Using lectin–glycan interactions to combat COVID-19 reviewing past instances against enveloped viruses

A group from Universidade CEUMA, Brazil, etc. has reviewed past instances using lectin–glycan interactions to combat enveloped viruses, and mentioned about challenge to SARS-CoV-2.
https://academic.oup.com/glycob/article/31/4/358/5934657

The presence of glycoproteins in the viral envelope opens a wide range of possibilities for application of lectins to fight COVID-19. Lectins could be leading molecules for the development of new antiviral drugs due to their ability to inhibit viral entry into the host cell by binding to glycans expressed on he virus envelop.

The overall view of glycosylation profiles of SARS-CoV-2 is as follows. There are 22 N-glycosylation sites and 6 O-glycosylation sites on the spike protein.  The oligomannose-type glycans are predominant in two sites (N234 and N709). Complex-type glycans are predominantly expressed in 14 amino acid residues (N17, N74, N149, N165, N282, N331, N343, N616, N657, N1098, N1134, N1158, N1173 and N1194), while six sites show a mixture of oligomannose- and complex-type glycans (N61, N122, N603, N717, N801 and N1074). The most common configuration of oligomannose-type glycans was Man5GlcNAc2. The short O-glycans such as Tn and core 1  structures are mainly expressed in 6 sites (T73, T76, T478, T676, T678, T1076).

Typical lectins evaluated as antiviral drugs are explained in the review paper (FRAIL, GRFT, Cyanovirin-N, BanLec, MVN, and Avaren). All of these lectins have binding specificity to oligo and high mannose, probably because envelopes of targeted viruses in the past (e.g., HIV, HCV, influenza, and Ebora) were heavily mannosylated. In that sense, we can say that glycosylation profile of SARS-CoV-2 is somewhat different from other enveloped viruses, and therefore, there might be more suitable lectins for SARS-CoV-2 besides those lectins.

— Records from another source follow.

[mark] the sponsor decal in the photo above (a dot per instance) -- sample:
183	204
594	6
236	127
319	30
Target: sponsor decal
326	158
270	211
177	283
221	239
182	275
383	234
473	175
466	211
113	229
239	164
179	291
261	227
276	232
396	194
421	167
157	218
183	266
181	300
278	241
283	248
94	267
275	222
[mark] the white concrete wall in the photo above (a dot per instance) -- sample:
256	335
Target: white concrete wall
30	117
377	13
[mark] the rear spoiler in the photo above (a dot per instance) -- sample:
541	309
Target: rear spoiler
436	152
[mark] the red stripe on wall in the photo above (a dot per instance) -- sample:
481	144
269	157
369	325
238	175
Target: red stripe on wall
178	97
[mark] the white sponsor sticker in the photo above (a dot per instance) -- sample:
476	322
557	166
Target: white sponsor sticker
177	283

Anyhow, the major limitation in using lectins as therapeutic drugs is the possible binding of the lectin in unwanted glycosylated targets. For instance, the administration of lectins could result in the agglutination and proliferation of cells. Therefore, it is so important to modify lectins with using protein engineering to suppress such side effects and to extract only the antiviral property against SARS-CoV-2. Probably, the key word would be making fusion proteins, e.g., fusion to Fab, fusion to Fc, PEGylation, and so forth.